スマートフォンに秘められた暗い真実
2025年10月8日、株式会社大和書房から衝撃の新刊『ブラッド・コバルト コンゴ人の血がスマートフォンに変わるまで』が発売される。この本は、シッダルタ・カラ著、夏目大の翻訳によるもので、ピュリッツァー賞の最終候補作として名を馳せた作品だ。本書は、リチウムイオンバッテリーに不可欠なレアメタル「コバルト」の採掘過程を通じ、驚くべき搾取の実態を浮き彫りにしている。
コバルトの暗い現実
コバルトは、私たちが日常的に使用するスマートフォンや電気自動車の製造に欠かせない素材である。しかし、その供給のほとんどを中国が握っており、その背景には驚くべき現実が隠されている。特にコンゴの村では、未だにスマートフォンを見たことがない子どもたちが、シャベル1本でコバルトを掘り続けている。その労働条件は劣悪で、児童労働や人身売買が蔓延り、1日12時間働いても得られる賃金はたったの1ドルに過ぎない。
本書の魅力と影響力
本書は、リアルな証言を交えながら、単なる搾取の歴史を越えて、現代の奴隷労働の実態を鋭く描く。ライムスターの宇多丸や、哲学者の斎藤幸平が本書を高く評価する理由もここにあるだろう。宇多丸は、スマートフォンの裏側に広がる植民地主義や奴隷労働の現実を直視することの重要性を強調し、「知らなかった」では済まされないと警鐘を鳴らしている。また、斎藤は、現代のデジタル資本主義の中で命よりも金が優先される現実を、「21世紀の資本主義と奴隷制」として捉え、本書の重要性を訴えている。
構成と著者のプロフィール
本書は七章で構成され、それぞれがコバルトの歴史や採掘の実態について深く掘り下げている。全456ページというボリュームからもわかるように、著者シッダルタ・カラの徹底したリサーチと情熱が感じられる。
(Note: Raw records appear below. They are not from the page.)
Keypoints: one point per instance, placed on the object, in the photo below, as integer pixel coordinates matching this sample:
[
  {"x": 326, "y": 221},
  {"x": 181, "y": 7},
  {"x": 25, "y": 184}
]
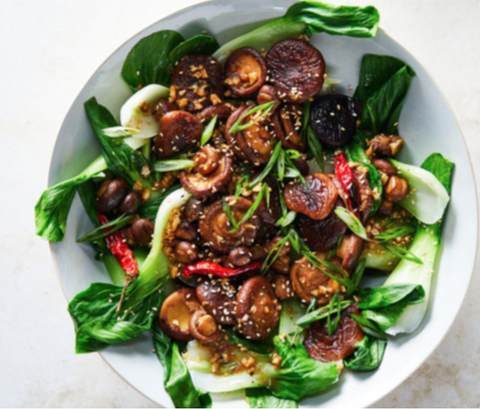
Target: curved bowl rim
[{"x": 447, "y": 328}]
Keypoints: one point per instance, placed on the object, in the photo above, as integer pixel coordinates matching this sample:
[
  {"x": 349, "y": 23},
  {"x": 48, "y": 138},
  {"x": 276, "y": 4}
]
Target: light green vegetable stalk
[
  {"x": 93, "y": 310},
  {"x": 307, "y": 17},
  {"x": 425, "y": 245}
]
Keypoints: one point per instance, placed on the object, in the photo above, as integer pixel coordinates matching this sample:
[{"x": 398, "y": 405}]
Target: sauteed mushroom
[
  {"x": 245, "y": 71},
  {"x": 316, "y": 200},
  {"x": 176, "y": 311},
  {"x": 210, "y": 175},
  {"x": 215, "y": 227},
  {"x": 197, "y": 82},
  {"x": 308, "y": 281},
  {"x": 178, "y": 130},
  {"x": 341, "y": 344},
  {"x": 257, "y": 308},
  {"x": 297, "y": 69}
]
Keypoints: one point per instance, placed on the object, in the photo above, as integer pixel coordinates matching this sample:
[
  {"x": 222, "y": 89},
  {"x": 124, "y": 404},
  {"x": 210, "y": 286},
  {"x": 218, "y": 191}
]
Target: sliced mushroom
[
  {"x": 364, "y": 194},
  {"x": 297, "y": 69},
  {"x": 176, "y": 311},
  {"x": 333, "y": 119},
  {"x": 282, "y": 263},
  {"x": 202, "y": 185},
  {"x": 161, "y": 107},
  {"x": 321, "y": 235},
  {"x": 193, "y": 209},
  {"x": 316, "y": 199},
  {"x": 384, "y": 145},
  {"x": 308, "y": 281},
  {"x": 204, "y": 329},
  {"x": 222, "y": 111},
  {"x": 178, "y": 130},
  {"x": 341, "y": 344},
  {"x": 282, "y": 286},
  {"x": 257, "y": 308},
  {"x": 350, "y": 250},
  {"x": 219, "y": 298},
  {"x": 197, "y": 82},
  {"x": 287, "y": 123},
  {"x": 110, "y": 195},
  {"x": 215, "y": 226},
  {"x": 253, "y": 143},
  {"x": 245, "y": 71},
  {"x": 268, "y": 93}
]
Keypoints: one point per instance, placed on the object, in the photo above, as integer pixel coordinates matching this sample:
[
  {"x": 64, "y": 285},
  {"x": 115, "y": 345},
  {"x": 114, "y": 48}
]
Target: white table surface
[{"x": 48, "y": 51}]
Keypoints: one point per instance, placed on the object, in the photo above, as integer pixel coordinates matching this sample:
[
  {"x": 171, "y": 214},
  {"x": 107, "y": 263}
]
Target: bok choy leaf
[
  {"x": 425, "y": 245},
  {"x": 51, "y": 210},
  {"x": 93, "y": 310},
  {"x": 307, "y": 17},
  {"x": 177, "y": 380}
]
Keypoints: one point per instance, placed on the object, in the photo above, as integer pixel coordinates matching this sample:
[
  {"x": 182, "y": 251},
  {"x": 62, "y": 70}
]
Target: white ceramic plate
[{"x": 427, "y": 124}]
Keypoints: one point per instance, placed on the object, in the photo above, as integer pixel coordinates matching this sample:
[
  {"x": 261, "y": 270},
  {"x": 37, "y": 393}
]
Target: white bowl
[{"x": 427, "y": 124}]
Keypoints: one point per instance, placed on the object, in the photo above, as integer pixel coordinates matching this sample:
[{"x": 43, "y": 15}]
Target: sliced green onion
[
  {"x": 172, "y": 164},
  {"x": 98, "y": 233},
  {"x": 267, "y": 107},
  {"x": 208, "y": 131}
]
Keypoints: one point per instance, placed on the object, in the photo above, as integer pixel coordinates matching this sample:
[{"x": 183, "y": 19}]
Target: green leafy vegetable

シッダルタ・カラは、現代の奴隷制を研究する作家であり、ノッティンガム大学の准教授でもある。彼の活動は、単なる執筆にとどまらず、現場での活動をも織り交ぜており、彼の著書はすでに三冊出版されている。特に彼の初著作は、映画『トラフィックド』の原作にもなった。彼の取り組みは、読者に現代社会の暗い一面を教えてくれる一方、私たちが何に加担しているのかを考えさせるきっかけとなる。
翻訳を手がけるのは夏目大。彼もまた多くの翻訳書を手掛け、文学における橋渡し役を担ってきた。本書の翻訳を通じ、彼のスキルが活かされ、より多くの読者にこの重要なメッセージを届けることが期待される。
まとめ
『ブラッド・コバルト』は、単なる書籍の枠を超え、現代社会が直面している深刻な問題を浮き彫りにしている。この本を手に取ることで、私たちが日々使うテクノロジーが生み出す現実について、考えさせられることだろう。私たちの生活の延長線上にあるこの問題に、どのように向き合うのか、ぜひ考えてみてほしい。